Radlader, Bagger und Betonmischer-Lastwagen: Der Fuhrpark in der Schertlinstraße macht schon auf den ersten Blick deutlich, wie ambitioniert das Projekt der Stadtwerke ist. Nach 37 Jahren im täglichen Einsatz wird die Straßenbahnlinie 2 saniert. Bis zum Ende der Sommerferien sollen die in die Jahre gekommenen Gleise der dreieinhalb Kilometer langen Strecke bis zur Schafweidstraße durch neue ersetzt werden. Außerdem werden die Betonschwellen geprüft und bei Bedarf ausgetauscht. Zudem wird der darunter liegende Schotter gereinigt und wieder eingesetzt. „Innerhalb von sechs Wochen ist das eine sehr sportliche Aufgabe“, weiß Rhee. Der 46-Jährige hat vor wenigen Jahren das komplexeste StraßenbahnBauprojekt Deutschlands mitbetreut: Er war seit 2012 verantwortlich für die Gleise am Königsplatz. „Gleisbau ist mein Ding“, schwärmt er. „Man hat die Möglichkeit, die Stadt mitzugestalten.“
Der Zeitpunkt in den großen Ferien ist natürlich nicht zufällig gewählt. Die betroffenen Anwohner, Straßenbahnkunden und Autofahrer sollen so wenig wie möglich durch die Baumaßnahmen entlang der Linie 2 beeinträchtigt werden. Da bietet sich die Urlaubszeit an. Damit ambitionierte Zeitplan eingehalten werden kann, arbeiten fünf Baufirmen mitsamt ihren Subunternehmen gleichzeitig. Teils auch an Feiertagen und am Wochenende. Das Prozedere beginnt mit dem Ausbau der Altgleise. Dann folgt der Aushub des Schotters.

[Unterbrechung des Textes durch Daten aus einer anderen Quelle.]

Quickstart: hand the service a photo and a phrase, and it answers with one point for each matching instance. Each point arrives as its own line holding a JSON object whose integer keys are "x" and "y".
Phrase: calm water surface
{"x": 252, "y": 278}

Als Nächstes werden die Schienenstränge mitsamt vormontierten Schwellen aufgesetzt. Dann verbinden die Schweißer die Schienenstücke nach je 15 Metern, indem in die Zwischenräume flüssiger Stahl gegossen wird. Nun wird das Gleis bis zur Oberkante aufgeschottert. Ab dem 27. August kommt dann eine Gleisstopf-Maschine zum Einsatz. Das imposante Gefährt sieht aus wie eine überlange Lokomotive und richtet die Gleise dank Digitaltechnik nach exakt vorgegebenen Koordinaten ein. Danach kehrt ein Schotterpflug nebst Schotterbesen das Gleis aus. Zum Abschluss folgen letzte händische Planierarbeiten, damit die Oberfläche ansehnlicher aussieht.
In der Alten Ziegelei in Inningen werden die abmontierten Gleise mitsamt Schwellen zwischengelagert. Während die Gleise ausgetauscht werden, reicht beim Schotter eine Reinigung. Nötig ist das, weil die Gesteinskörnungen im Laufe der Jahre immer mehr mit organischem Material durchmischt wurden. Wenn Frost das Gleis anhebt, fallen die Steine danach anders, als sie ursprünglich lagen. Diese Lagefehler führen dazu, dass die Straßenbahn während der Fahrt schaukelt und nicht so schnell fahren kann wie zuvor. Um das sogenannte „Fehlkorn“zu beheben, müssen die Feinanteile ausgesiebt werden – und alles andere, was nicht dorthin gehört. In 37 Jahren hat sich da einiges angesammelt: Unterkorn, Humus, Sand, Staub, Wurzeln, große Steinbroder cken, Grasbüschel oder gar Installationsrohre. Eine Trommelsiebeanlage reinigt den Schotter, der danach wieder eingesetzt wird.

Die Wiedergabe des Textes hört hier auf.